Lets be honest, libraries (and librarians) have a lot going against them, from the stereotypes of being a boring place and enforcing noise policies to just a shear lack of funding. From a marketing standpoint one of our biggest challenges is to remind patrons young and old that public libraries are relevant to their lives. The library shouldn’t be a place to take a break from the fast pace of the real world, it should be the center of the community – a place where people go to do things!
As reported by the Entertainment Software Association, the gaming industry continued to grow in 2007, outselling music and movies in total revenue. It’s important for public libraries to play a role in the gaming world. We don’t have to be the first choice, but libraries need to at least be in the conversation. Gaming programs at public libraries remind patrons that we speak the same language.

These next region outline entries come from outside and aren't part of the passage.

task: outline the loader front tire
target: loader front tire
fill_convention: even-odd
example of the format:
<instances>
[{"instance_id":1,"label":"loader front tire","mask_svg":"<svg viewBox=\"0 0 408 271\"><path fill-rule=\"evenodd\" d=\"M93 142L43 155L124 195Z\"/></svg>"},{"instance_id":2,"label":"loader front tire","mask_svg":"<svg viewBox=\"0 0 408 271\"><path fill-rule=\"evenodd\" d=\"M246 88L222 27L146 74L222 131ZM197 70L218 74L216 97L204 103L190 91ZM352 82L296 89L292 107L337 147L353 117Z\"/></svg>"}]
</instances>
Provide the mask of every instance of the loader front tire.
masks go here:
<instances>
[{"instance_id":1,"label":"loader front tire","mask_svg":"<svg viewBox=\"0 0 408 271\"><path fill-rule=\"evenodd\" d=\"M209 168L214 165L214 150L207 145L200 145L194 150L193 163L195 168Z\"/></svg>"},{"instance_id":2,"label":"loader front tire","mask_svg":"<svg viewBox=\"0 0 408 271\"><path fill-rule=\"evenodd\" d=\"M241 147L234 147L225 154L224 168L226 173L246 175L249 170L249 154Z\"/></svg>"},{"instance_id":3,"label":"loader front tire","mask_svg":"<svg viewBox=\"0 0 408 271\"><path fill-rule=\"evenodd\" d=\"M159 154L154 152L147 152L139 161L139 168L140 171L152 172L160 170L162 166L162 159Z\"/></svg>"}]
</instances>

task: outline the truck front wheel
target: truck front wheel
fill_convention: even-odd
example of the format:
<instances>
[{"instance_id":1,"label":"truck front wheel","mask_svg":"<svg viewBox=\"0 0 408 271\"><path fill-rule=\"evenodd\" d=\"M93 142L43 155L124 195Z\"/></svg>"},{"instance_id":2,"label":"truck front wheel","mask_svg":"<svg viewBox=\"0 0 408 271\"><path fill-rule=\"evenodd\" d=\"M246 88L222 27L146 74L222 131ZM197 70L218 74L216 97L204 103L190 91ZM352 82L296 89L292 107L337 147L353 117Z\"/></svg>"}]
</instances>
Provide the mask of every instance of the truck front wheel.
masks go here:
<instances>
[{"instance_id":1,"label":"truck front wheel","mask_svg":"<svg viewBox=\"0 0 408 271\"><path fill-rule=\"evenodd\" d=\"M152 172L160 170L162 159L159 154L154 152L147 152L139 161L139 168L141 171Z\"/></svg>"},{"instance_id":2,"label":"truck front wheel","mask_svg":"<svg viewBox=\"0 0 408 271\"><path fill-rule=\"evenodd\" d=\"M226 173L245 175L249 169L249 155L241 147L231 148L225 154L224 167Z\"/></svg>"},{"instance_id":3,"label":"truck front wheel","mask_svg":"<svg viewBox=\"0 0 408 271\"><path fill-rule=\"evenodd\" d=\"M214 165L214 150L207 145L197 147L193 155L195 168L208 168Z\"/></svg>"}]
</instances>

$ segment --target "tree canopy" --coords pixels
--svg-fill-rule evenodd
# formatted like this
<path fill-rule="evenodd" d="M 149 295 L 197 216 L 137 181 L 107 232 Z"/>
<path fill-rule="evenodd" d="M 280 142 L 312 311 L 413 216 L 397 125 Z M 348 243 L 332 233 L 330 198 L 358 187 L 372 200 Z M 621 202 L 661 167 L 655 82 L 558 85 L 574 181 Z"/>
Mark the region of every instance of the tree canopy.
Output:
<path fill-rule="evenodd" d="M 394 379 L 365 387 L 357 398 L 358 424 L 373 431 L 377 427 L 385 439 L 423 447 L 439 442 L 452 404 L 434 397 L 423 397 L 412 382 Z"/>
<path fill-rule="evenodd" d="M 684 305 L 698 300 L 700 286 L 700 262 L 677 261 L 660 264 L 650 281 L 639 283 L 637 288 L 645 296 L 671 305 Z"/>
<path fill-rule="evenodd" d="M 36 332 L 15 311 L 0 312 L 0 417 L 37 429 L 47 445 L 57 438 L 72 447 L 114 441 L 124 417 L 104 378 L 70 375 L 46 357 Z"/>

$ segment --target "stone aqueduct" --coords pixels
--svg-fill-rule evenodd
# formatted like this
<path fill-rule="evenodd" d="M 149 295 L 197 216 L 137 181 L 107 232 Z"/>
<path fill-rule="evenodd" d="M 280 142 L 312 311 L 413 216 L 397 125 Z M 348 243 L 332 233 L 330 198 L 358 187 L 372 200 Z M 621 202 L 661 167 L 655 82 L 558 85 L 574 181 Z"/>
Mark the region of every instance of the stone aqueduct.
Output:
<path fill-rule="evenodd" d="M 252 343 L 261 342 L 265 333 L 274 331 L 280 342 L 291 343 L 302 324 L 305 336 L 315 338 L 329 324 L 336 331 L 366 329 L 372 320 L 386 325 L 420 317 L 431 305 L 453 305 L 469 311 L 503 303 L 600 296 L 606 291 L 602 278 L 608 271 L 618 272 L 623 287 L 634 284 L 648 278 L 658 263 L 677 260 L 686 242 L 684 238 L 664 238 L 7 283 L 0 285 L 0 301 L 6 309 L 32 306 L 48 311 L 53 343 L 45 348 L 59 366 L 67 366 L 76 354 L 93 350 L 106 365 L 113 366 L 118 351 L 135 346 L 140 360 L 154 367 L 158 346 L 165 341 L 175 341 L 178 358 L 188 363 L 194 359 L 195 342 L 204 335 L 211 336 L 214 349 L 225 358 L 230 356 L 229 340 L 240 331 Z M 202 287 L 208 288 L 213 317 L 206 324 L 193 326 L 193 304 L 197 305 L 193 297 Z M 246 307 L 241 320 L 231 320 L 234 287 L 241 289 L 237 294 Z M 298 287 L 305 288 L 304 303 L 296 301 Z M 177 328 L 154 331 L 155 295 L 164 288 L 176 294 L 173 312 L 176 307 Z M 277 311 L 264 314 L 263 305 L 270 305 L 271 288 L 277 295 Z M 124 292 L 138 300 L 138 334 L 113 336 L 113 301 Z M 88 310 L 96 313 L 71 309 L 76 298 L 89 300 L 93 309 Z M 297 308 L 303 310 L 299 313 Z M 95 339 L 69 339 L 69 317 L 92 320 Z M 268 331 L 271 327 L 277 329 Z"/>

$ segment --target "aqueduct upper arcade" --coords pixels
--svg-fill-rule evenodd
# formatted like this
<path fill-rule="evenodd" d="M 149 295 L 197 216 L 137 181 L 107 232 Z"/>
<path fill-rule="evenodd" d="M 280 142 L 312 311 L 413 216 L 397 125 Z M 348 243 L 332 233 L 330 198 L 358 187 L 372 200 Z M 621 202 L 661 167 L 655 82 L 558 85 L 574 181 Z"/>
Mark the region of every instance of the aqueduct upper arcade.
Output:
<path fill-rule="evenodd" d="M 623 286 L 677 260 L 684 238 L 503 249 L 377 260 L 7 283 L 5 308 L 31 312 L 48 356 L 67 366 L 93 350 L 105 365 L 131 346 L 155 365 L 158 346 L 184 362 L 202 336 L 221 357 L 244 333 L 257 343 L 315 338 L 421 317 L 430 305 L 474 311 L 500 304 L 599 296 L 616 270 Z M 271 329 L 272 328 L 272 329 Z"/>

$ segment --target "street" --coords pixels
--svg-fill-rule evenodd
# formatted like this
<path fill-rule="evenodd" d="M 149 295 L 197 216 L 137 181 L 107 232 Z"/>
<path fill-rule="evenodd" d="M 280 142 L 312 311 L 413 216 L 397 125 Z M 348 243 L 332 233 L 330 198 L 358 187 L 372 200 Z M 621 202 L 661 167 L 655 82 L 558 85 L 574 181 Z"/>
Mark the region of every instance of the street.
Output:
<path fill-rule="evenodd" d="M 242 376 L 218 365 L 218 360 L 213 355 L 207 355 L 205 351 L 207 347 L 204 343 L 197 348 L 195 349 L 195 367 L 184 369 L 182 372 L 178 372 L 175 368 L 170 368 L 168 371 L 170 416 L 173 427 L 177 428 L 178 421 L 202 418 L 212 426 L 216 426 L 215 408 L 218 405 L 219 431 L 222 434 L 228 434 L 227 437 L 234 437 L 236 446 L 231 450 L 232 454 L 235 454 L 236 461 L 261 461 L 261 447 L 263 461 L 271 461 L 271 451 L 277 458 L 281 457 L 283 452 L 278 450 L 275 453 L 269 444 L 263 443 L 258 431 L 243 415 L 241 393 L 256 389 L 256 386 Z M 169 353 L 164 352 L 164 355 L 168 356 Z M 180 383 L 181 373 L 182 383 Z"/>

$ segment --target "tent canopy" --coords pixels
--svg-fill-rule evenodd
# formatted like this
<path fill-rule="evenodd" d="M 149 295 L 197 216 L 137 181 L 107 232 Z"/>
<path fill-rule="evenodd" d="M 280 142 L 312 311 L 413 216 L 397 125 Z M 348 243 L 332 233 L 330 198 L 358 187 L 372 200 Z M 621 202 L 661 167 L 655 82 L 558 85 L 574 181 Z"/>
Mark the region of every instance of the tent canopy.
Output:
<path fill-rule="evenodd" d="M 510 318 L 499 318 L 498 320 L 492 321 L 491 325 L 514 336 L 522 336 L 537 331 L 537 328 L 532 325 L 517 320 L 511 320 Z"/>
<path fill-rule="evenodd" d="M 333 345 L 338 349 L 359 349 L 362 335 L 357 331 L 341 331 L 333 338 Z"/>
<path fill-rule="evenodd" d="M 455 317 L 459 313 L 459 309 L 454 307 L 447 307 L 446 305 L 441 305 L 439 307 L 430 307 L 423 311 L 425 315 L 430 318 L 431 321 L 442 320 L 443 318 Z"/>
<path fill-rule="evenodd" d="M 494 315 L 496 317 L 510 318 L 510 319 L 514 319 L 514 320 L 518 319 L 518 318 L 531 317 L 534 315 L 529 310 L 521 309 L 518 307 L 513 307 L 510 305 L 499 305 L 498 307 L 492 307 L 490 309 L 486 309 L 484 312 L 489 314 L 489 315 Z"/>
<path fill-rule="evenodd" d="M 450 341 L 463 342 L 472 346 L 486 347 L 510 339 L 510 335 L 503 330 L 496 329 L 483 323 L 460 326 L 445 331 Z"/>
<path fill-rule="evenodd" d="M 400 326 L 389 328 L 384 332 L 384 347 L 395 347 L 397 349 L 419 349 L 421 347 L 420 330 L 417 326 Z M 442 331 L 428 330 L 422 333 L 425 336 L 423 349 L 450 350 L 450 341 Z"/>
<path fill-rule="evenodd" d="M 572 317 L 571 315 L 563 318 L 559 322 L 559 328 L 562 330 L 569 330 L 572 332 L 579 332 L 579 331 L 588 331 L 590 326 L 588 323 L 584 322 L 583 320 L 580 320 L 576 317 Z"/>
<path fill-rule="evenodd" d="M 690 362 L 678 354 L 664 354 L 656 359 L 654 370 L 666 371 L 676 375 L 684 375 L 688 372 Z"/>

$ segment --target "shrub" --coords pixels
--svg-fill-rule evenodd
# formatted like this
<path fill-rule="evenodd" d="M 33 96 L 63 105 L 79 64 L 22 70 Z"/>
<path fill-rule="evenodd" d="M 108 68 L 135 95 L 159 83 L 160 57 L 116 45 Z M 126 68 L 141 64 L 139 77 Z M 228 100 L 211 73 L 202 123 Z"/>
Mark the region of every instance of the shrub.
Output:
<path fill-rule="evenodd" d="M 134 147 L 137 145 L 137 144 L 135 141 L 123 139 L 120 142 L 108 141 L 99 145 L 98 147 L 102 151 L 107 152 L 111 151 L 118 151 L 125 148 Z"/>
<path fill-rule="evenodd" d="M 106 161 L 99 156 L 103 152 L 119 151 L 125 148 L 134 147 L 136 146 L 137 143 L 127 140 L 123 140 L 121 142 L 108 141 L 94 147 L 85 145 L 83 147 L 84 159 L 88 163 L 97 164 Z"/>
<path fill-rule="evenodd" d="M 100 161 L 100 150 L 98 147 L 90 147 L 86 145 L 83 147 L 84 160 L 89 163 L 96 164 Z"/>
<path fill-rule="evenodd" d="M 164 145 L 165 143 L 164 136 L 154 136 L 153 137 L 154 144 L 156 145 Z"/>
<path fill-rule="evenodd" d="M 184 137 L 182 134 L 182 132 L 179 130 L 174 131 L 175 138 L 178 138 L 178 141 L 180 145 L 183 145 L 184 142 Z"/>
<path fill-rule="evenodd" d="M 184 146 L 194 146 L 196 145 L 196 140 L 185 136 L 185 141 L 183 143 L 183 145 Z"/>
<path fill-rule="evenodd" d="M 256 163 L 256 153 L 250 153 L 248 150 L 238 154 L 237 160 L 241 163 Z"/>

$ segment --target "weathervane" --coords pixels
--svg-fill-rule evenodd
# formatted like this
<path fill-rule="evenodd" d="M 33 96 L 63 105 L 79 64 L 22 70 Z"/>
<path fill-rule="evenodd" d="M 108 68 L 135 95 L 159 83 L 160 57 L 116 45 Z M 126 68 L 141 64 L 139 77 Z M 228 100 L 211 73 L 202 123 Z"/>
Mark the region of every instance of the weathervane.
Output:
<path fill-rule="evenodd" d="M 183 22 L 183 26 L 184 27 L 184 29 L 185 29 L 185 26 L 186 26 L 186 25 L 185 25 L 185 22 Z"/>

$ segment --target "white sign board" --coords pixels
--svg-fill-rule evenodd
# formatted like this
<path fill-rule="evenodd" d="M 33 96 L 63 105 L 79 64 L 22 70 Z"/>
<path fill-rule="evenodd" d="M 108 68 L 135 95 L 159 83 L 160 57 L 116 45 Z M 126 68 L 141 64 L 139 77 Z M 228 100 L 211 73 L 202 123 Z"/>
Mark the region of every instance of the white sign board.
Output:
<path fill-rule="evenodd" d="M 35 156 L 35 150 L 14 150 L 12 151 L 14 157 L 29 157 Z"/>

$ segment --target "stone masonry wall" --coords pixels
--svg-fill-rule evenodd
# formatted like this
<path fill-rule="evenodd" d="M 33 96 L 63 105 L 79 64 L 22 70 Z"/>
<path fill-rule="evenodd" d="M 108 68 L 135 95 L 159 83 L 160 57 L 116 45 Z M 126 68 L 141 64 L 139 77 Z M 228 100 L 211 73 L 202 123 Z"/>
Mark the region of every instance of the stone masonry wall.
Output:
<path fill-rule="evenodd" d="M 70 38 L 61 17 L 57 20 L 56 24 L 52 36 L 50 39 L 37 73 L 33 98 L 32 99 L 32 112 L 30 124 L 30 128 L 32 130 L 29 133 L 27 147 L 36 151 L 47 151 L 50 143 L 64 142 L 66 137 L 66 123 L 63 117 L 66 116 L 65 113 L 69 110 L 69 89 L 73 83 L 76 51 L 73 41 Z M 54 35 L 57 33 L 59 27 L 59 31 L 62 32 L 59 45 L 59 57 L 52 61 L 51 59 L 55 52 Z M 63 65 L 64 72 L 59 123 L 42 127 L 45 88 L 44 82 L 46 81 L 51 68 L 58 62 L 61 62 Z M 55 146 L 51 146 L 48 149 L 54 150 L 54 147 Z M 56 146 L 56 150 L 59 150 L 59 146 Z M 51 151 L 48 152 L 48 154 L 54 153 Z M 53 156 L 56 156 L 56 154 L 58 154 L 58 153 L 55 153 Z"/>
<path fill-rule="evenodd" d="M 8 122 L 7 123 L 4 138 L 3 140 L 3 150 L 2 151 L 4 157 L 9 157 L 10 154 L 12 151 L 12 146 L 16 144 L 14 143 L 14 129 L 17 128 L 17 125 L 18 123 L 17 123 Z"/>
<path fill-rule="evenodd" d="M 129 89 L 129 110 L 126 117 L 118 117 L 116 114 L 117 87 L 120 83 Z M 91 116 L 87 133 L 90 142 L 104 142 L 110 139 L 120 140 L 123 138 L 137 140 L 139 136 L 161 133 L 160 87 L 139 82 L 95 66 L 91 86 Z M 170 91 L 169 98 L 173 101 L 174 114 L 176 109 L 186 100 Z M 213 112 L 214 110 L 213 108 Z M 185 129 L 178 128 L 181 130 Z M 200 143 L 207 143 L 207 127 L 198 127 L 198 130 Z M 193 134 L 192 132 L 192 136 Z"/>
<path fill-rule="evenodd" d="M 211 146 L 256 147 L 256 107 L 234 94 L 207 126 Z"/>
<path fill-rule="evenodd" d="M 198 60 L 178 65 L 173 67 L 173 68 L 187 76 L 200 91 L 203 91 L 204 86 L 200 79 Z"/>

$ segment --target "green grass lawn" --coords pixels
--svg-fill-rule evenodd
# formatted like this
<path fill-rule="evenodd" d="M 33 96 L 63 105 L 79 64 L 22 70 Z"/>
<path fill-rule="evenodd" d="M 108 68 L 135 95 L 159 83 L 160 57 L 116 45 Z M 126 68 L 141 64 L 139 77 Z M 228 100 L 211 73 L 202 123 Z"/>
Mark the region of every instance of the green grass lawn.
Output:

But more importantly, we need to start seeing video games as learning tools. It’s been suggested that gaming doesn’t fit into the mission statements of public libraries, but I disagree. It’s simple: games encourage learning. Although everyone says this differently, the primary mission of most public libraries is to support educational activities within the community. Gaming has many positive impacts, including:
- Eye-hand coordination
- Basic technology skills
- And probably more that I’m overlooking
But hold on - these results are not just beneficial to young people; there are plenty of adults who could improve these skills. Education is a lifelong process, and gaming programs in public libraries is another way to help patrons improve their lives.
Unlike their younger counterparts, older adults may not attend gaming programs willingly - it may take some serious encouragement!
Many older adults have finally come around to personal computers, but the gaming world is completely foreign to them. Gaming is the realm of their children and grandchildren, and many adults are reluctant to show their ignorance with this technology. The trick is to get them in front of a game - like Wii Tennis - and put that controller in their hands. Once they start interacting with the games, they will be sold.
Be sure to have staff members of all ages around to help patrons get the hang of it. The result that I’ve been most impressed with is the interaction between the teenage staff and the senior patrons!